The Lake

For the past few years, I have tried to compose a memorial insight to my experience in the Toccoa Falls Flood of 1977. This was my social media post for 2017. Sorry for any confusion with the date on the post from when I actually wrote it. And yes, I know it seems like I’ve posted several things on the flood over the past few months, but they have actually been posted over the past few years.

So why am I posting an old Ektachrome slide of an old lake? Well, this was the lake that vanished the night the dam broke—killing 39 of my friends and neighbors. I try to write about it every year for a number of reasons.

1) The lake was part of so many crazy, funny, terrifying, awful, wonderful stories of my early life. a)My 5-year-old self caught my first fish and shot my first gun with Gpa here…a Belgian Browning 12-gauge that kicked like a mule and knocked me clean on my…never mind, Gpa laughed really hard. b) I won a skinny dipping dare contest against all my “friends” swimming the length of this lake in record, terrified time, “illegally” on a Sunday. (repressed, pre-adolescent, male 60s thing) c) This was the first place I knew I was in love at 14…for like a week. d) Broke up one of the nastiest fights here…yeah, it was over a girl. d) Cut my last Christmas tree with my dad here.

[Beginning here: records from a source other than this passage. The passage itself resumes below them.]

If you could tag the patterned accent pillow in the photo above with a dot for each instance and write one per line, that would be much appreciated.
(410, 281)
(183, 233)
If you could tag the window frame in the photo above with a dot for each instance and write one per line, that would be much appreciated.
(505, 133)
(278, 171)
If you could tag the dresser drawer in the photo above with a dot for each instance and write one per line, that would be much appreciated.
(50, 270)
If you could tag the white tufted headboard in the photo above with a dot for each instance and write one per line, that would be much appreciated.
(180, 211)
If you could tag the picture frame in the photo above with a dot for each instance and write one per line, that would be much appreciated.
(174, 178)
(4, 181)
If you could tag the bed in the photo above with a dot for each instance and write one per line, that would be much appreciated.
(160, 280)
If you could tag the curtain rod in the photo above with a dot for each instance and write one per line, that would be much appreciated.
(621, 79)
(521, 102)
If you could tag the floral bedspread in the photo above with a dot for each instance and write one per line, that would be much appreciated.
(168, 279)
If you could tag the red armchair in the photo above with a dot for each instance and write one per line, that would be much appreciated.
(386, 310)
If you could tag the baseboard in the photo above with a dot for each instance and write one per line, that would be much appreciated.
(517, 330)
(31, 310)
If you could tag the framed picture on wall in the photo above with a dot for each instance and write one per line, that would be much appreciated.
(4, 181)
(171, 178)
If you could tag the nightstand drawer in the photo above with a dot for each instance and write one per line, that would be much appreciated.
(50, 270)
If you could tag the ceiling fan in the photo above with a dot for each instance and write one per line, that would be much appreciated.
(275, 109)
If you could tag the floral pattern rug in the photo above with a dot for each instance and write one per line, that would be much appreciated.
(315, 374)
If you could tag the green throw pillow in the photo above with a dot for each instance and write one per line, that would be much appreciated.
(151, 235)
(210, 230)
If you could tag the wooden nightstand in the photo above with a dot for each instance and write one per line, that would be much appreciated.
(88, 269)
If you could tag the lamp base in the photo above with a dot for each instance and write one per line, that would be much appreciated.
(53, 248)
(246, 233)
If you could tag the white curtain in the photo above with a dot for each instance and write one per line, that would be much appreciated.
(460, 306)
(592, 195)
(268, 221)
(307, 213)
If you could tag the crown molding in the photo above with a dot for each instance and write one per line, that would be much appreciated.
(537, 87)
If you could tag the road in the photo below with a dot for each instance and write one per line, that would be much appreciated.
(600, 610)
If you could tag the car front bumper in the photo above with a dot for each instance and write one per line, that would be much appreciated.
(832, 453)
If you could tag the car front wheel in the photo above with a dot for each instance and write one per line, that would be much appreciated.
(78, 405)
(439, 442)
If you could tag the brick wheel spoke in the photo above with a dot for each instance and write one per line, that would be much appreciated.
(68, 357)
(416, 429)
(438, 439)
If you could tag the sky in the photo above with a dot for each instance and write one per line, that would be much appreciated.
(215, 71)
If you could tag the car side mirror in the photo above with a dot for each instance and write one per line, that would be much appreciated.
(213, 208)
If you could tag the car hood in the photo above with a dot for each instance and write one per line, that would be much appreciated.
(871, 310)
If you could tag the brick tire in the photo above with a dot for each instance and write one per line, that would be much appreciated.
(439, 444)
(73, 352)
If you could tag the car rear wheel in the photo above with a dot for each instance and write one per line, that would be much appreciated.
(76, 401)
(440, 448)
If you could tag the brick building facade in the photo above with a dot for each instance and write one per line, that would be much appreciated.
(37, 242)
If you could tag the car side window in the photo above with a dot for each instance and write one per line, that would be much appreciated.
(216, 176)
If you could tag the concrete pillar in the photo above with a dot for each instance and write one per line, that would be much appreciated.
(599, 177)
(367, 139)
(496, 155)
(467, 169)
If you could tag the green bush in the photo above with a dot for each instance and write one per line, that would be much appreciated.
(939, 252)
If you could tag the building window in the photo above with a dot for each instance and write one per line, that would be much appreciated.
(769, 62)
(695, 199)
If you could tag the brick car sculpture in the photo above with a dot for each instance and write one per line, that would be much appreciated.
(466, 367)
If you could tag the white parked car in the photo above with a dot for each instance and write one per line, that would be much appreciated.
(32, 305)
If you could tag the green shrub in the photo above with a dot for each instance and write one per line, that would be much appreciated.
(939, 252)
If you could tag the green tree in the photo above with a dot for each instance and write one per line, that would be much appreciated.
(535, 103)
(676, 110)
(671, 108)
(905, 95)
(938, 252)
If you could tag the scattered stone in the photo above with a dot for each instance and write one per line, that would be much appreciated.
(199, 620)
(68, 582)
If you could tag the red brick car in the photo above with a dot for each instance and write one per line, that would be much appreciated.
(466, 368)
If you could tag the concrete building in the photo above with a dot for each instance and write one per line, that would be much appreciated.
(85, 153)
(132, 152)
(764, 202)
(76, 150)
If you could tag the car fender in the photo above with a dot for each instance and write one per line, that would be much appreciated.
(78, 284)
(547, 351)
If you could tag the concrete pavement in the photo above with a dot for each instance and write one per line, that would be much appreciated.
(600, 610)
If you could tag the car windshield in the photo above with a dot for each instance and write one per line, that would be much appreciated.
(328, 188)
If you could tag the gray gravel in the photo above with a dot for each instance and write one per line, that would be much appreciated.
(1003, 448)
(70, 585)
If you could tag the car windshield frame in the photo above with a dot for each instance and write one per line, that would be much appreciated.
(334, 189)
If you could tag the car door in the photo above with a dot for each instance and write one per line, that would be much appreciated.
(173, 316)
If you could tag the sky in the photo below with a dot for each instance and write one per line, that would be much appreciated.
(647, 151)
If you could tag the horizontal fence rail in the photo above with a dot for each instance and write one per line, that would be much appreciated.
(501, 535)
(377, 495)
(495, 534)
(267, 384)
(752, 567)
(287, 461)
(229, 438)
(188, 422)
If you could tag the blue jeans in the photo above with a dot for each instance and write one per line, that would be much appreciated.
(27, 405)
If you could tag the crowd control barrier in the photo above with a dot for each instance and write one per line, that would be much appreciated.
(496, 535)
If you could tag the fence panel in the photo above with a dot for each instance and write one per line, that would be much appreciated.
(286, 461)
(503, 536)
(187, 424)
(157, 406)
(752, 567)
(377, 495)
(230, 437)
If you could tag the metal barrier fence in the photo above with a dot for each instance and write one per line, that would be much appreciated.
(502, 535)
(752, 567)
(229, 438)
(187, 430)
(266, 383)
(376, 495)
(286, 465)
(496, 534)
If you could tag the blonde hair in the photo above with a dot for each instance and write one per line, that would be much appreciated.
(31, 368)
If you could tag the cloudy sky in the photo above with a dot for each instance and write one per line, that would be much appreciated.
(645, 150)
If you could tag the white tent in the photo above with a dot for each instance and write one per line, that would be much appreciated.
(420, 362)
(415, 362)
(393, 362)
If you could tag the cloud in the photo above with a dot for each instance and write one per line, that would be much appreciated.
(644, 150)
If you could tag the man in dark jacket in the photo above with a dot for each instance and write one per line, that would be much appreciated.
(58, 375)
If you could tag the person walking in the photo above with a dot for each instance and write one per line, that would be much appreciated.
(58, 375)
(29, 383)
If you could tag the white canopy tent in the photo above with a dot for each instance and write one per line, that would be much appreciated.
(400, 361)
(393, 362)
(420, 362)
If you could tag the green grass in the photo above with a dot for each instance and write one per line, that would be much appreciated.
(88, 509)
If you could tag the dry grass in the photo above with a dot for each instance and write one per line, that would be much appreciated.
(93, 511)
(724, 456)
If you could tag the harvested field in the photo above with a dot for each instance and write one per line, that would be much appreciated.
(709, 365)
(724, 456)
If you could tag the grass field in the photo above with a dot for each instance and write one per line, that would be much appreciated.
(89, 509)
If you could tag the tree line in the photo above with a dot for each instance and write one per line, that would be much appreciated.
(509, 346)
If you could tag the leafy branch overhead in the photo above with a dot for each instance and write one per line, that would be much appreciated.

2) This wonderful lake almost killed me when the dam broke. The lake flooded about a mile down a mountain then plunged over a 180 ft waterfall just a few hundred yards from my house. I will never forget the 50 ft wall of water roaring by at about 60 mph as a transformer exploded near my second story bedroom window. Of course, I did a stupid thing. I ran out the other side of the house trying to escape to a nearby mountain. The sheer terror of swimming for my life UP the mountain as the roaring waters pushed and pulled me is something I still can’t forget. I should have drowned. Panicky promises poured out of my mouth like lines from a Burt Reynolds movie. I promise I will never do this…I will never do that… Funny now, not so much then.

3) The lake holds an odd place in my heart with all these mixed memories of beauty, fear, love, violence, peace, and yes, horror. I try to make sense of it. We will all reach that point where we regularly start losing things in our lives and end up with only the core of our character. This is all going to be in the mix. So I regularly have to remind myself to be grateful for all God has put in my life since that night, including the good, the bad and the painful. He’s faithful in my mess…even when it makes no sense to me.